`P(g)+2Q(g)toPQ_(2)(g),DeltaH=18kJmol^(-1)`
The entropy change of the above reaction `(DeltaS_("system")` is 60 `JK^(-1)mol^(-1))`. At what temperature the reaction becomes spontaneous?

To determine the temperature at which the reaction becomes spontaneous, we need to analyze the relationship between Gibbs free energy (ΔG), enthalpy (ΔH), and entropy (ΔS).

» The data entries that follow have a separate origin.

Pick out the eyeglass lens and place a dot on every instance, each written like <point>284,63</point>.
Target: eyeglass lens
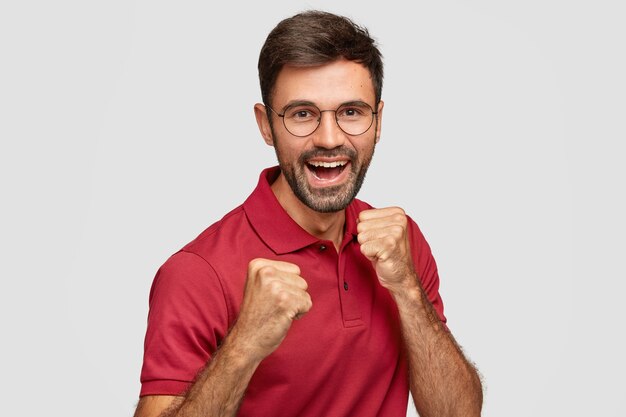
<point>353,118</point>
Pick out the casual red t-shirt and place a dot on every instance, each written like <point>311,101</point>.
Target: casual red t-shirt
<point>343,358</point>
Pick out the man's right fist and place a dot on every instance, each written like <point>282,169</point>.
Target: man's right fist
<point>275,295</point>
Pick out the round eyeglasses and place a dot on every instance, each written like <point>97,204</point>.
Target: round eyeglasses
<point>303,118</point>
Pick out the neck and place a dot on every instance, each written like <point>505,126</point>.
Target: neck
<point>324,226</point>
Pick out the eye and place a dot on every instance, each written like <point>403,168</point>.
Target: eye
<point>301,114</point>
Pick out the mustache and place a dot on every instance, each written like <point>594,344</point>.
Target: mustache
<point>328,153</point>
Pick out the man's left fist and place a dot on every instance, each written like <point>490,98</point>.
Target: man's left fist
<point>384,240</point>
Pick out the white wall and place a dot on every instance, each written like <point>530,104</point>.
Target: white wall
<point>126,127</point>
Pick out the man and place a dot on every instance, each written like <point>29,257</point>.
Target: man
<point>305,301</point>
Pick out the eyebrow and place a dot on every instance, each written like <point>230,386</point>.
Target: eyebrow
<point>296,103</point>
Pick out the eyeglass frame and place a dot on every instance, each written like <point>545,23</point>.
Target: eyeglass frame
<point>319,120</point>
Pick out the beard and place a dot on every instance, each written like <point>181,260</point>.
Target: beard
<point>327,199</point>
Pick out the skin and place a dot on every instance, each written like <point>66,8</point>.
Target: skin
<point>442,381</point>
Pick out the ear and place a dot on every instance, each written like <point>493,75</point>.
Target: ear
<point>379,119</point>
<point>260,112</point>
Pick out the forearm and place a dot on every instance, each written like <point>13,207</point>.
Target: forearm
<point>220,387</point>
<point>442,381</point>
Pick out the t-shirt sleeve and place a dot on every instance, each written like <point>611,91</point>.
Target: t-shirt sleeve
<point>187,320</point>
<point>426,268</point>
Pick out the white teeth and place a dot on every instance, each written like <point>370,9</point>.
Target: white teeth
<point>333,164</point>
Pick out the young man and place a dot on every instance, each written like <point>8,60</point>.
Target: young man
<point>305,301</point>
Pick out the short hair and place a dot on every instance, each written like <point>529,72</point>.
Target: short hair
<point>315,38</point>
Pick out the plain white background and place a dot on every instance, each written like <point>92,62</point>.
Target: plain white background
<point>126,128</point>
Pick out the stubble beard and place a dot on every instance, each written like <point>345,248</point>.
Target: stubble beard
<point>327,199</point>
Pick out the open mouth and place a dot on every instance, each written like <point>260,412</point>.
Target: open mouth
<point>327,171</point>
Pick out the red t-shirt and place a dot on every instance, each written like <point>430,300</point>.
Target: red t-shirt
<point>343,358</point>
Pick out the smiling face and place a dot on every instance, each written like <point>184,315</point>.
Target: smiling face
<point>325,169</point>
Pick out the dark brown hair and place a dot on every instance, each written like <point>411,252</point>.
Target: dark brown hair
<point>315,38</point>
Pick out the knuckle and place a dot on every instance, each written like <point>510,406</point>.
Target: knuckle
<point>399,218</point>
<point>390,241</point>
<point>396,231</point>
<point>266,271</point>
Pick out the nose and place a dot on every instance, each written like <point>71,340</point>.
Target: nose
<point>328,134</point>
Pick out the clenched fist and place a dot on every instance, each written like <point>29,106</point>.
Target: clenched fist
<point>275,295</point>
<point>384,240</point>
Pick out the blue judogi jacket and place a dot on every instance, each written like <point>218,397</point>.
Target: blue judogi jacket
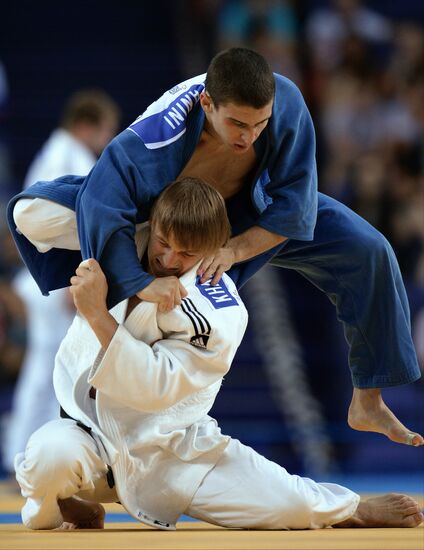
<point>135,167</point>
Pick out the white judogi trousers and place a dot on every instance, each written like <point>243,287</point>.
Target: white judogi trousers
<point>243,490</point>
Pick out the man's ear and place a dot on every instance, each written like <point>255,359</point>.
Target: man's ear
<point>206,102</point>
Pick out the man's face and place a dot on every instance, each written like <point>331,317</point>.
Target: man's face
<point>237,126</point>
<point>166,257</point>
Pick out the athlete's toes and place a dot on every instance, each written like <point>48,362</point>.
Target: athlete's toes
<point>414,520</point>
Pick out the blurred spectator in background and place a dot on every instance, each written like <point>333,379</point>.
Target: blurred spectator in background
<point>195,33</point>
<point>12,315</point>
<point>5,164</point>
<point>268,26</point>
<point>89,121</point>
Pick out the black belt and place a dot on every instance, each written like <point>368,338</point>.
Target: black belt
<point>109,475</point>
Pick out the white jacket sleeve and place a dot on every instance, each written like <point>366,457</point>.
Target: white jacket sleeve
<point>153,378</point>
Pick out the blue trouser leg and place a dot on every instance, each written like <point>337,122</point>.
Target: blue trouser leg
<point>356,267</point>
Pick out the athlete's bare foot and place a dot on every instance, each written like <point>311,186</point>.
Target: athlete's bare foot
<point>369,413</point>
<point>81,514</point>
<point>392,510</point>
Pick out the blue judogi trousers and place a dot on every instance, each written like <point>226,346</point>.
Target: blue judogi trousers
<point>356,267</point>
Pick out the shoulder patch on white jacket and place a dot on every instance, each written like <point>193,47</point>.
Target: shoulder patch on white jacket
<point>201,325</point>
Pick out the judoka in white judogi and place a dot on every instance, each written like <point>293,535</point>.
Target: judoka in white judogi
<point>156,384</point>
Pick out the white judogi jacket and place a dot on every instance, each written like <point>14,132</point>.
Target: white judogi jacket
<point>156,383</point>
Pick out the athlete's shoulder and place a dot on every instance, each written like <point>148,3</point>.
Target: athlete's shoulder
<point>164,121</point>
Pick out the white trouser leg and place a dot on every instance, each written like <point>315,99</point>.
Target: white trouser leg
<point>246,490</point>
<point>61,460</point>
<point>46,224</point>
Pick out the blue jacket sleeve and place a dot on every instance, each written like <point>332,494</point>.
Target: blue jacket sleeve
<point>292,176</point>
<point>116,195</point>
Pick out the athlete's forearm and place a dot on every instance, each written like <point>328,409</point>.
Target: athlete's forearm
<point>253,242</point>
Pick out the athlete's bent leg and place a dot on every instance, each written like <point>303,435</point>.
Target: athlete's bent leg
<point>246,490</point>
<point>46,224</point>
<point>60,461</point>
<point>356,267</point>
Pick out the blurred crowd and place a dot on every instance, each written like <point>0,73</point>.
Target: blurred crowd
<point>362,75</point>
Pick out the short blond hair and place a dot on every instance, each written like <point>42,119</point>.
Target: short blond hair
<point>194,213</point>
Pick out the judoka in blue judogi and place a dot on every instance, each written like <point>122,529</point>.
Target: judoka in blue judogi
<point>327,243</point>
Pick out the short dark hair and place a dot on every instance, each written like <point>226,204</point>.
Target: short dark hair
<point>240,76</point>
<point>194,213</point>
<point>91,106</point>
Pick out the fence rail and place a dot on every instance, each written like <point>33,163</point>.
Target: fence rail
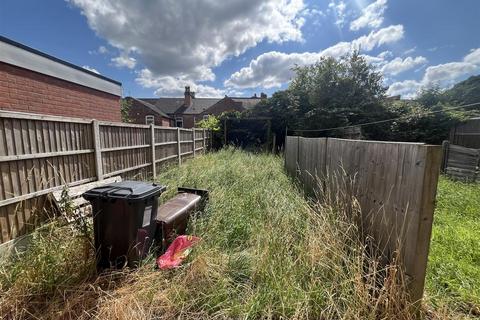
<point>395,184</point>
<point>40,154</point>
<point>461,162</point>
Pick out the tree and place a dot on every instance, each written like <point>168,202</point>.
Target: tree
<point>430,97</point>
<point>330,93</point>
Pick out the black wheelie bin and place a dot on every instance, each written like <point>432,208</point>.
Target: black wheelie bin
<point>123,221</point>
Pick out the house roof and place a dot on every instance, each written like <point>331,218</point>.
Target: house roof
<point>248,103</point>
<point>150,106</point>
<point>199,105</point>
<point>166,105</point>
<point>176,105</point>
<point>20,55</point>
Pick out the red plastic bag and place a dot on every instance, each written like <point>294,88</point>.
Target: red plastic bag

The reaction is spontaneous when ΔG is less than 0. ### Step-by-Step Solution: 1. **Understand the Gibbs Free Energy Equation:** The Gibbs free energy change is given by the equation: \[ \Delta G = \Delta H - T \Delta S \] For the reaction to be spontaneous, we require: \[ \Delta G < 0 \] 2. **Rearranging the Equation:** From the equation, we can rearrange it to find the condition for spontaneity: \[ \Delta H - T \Delta S < 0 \] This can be rewritten as: \[ \Delta H < T \Delta S \] or \[ T > \frac{\Delta H}{\Delta S} \] 3. **Substituting the Given Values:** We know: - ΔH = 18 kJ/mol = 18000 J/mol (since 1 kJ = 1000 J) - ΔS = 60 J/K·mol Now, substituting these values into the equation: \[ T > \frac{18000 \, \text{J/mol}}{60 \, \text{J/K·mol}} \] 4. **Calculating the Temperature:** Performing the calculation: \[ T > \frac{18000}{60} = 300 \, \text{K} \] 5. **Conclusion:** The reaction becomes spontaneous at temperatures greater than 300 K. ### Final Answer: The reaction becomes spontaneous at temperatures greater than 300 K.